I did not reald all the response but do have to agree with Kristen. Time outs and taking things awaydo not work well at all for kids with spirit. Love that description. One of my older girls never did well with either type fo discipline. She still does not get it when I take something away. My little one is very much like her and it does not work. You have to figure out what does. Sometimes, for my 2 girls I mention, redirection is the ONLY thing that works. Whether redirecting to some type of chore or just a different task. and sometimes the scenario makes a big difference. Removing my youngest from a restaurant and telling her that if she cannot behave she will have to sit and wait for everyone to come back out works 60% of the time. For my older kids, they argue like you would not believe. My son and one of my girls can be "reasoned" with--as in quit or else. But the other one is just more challenging and needs the discipline to be different each time.

R.B.

answers from La Crosse on

each of my kids responded differently to punishments... still do.

My 15 yr old. 1,2,3... time out. After the first time out I only got to 1... on a very rare occasion 2. We started time outs at 18mo.

My 12 yr old.. just saying if you don't stop right now you will get a time out. I have never had to count, just the prewarning was enough for him.

My 11yr old. We tried everything under the sun... finally with him 1 swift ( not hard, but hard enough to get his attention) swat on the bottom.

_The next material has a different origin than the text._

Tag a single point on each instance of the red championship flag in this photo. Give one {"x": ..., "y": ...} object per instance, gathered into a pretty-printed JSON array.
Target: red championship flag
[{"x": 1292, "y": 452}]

My 4 yr old time outs on the naughty steps dont work. He had to have his nose to the wall or corner. Otherwise there is too many distractions for him to still.

My 3 yr old is really a combo of naughty step, corner and a swat on the bottom. It always goes in that order. After not listening she goes to the step. Then if she still isnt listening putting her on the step doesn't work a second time, she wont stay and screams ( the neightbors have had to wonder what we are doing to her at times!) so now we know that we don't do it back to back... its straight to a coner for 3 mins. Again if she goes right back to the naughty behavior the corner isn't giong to work... so its a swat on the butt.

You have to try different things with different children. When they get older you will find that you need to tweek the punshiments again. After 5 the time out chair dont work imo but the corners are still great!